The question on everyone’s lips within crypto is what does this mean for the price of bitcoin? As always, this is a difficult question to answer, but the future certainly looks brighter for the coin today than it did a few months ago.

is not only removed from the front FTX scam And the wave of bankruptcies that followed the nasty collapse of a former tier-1 exchange, but with respect to tighter monetary policy, the end appears to be near.

Bitcoin was launched in 2009 and therefore experienced nothing but a raging bull market in the wider economy. The S&P 500 rose sevenfold from the GFC low to its peak — and bitcoin, along with tech stocks, rode a wave of low interest rates, warm money printers, and a perfect environment.

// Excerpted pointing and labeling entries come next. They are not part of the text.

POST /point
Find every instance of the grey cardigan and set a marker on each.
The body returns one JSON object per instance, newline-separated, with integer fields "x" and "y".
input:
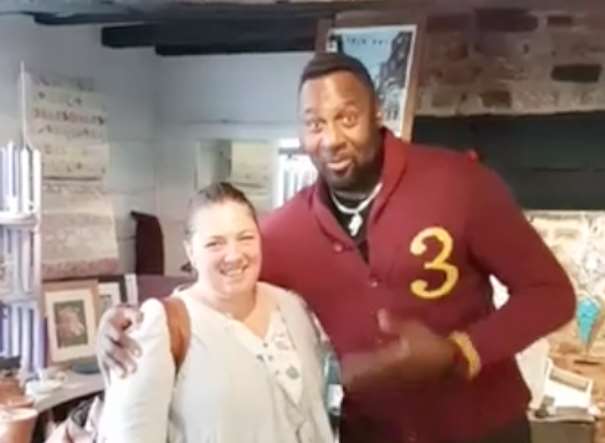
{"x": 222, "y": 393}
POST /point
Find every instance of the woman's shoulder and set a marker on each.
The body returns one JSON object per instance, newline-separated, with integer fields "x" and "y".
{"x": 153, "y": 319}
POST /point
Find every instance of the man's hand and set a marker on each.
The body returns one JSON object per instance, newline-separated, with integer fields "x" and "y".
{"x": 115, "y": 349}
{"x": 417, "y": 355}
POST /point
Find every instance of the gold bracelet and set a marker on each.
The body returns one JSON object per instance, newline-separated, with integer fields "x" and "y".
{"x": 464, "y": 343}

However, this was completely reversed last year due to rising inflation. With interest rates rising aggressively, there was no way for bitcoin to maintain its previous level of buoyancy. Down it came, and down it came hard.

Finally, it appears that the tight monetary policy that dragged it through the gutter is nearing the end. And while it doesn’t guarantee anything, it certainly removes the shackles so that there is at least a possibility that it will rise.

Is Bitcoin Tarnished?

The other side of the argument is that the scale of the losses over the past year have been so great that bitcoin’s long-term trajectory has faltered, and it will not be able to stay on the same track.

Crypto winters have come and gone in the past, but this recent one happened, as we said, for the first time with a debacle in the broader economy. This came even when bitcoin was a mainstream financial asset – something that was not true in previous cycles.

Collapses like FTX, LUNA and Celsius not only drove capital out of the space, but Ashamed Crypto at large is equally unfair to the good players in the industry. Will institutional funds and trad-fi money be happy to trust crypto again?

It’s an interesting debate, and only time will tell.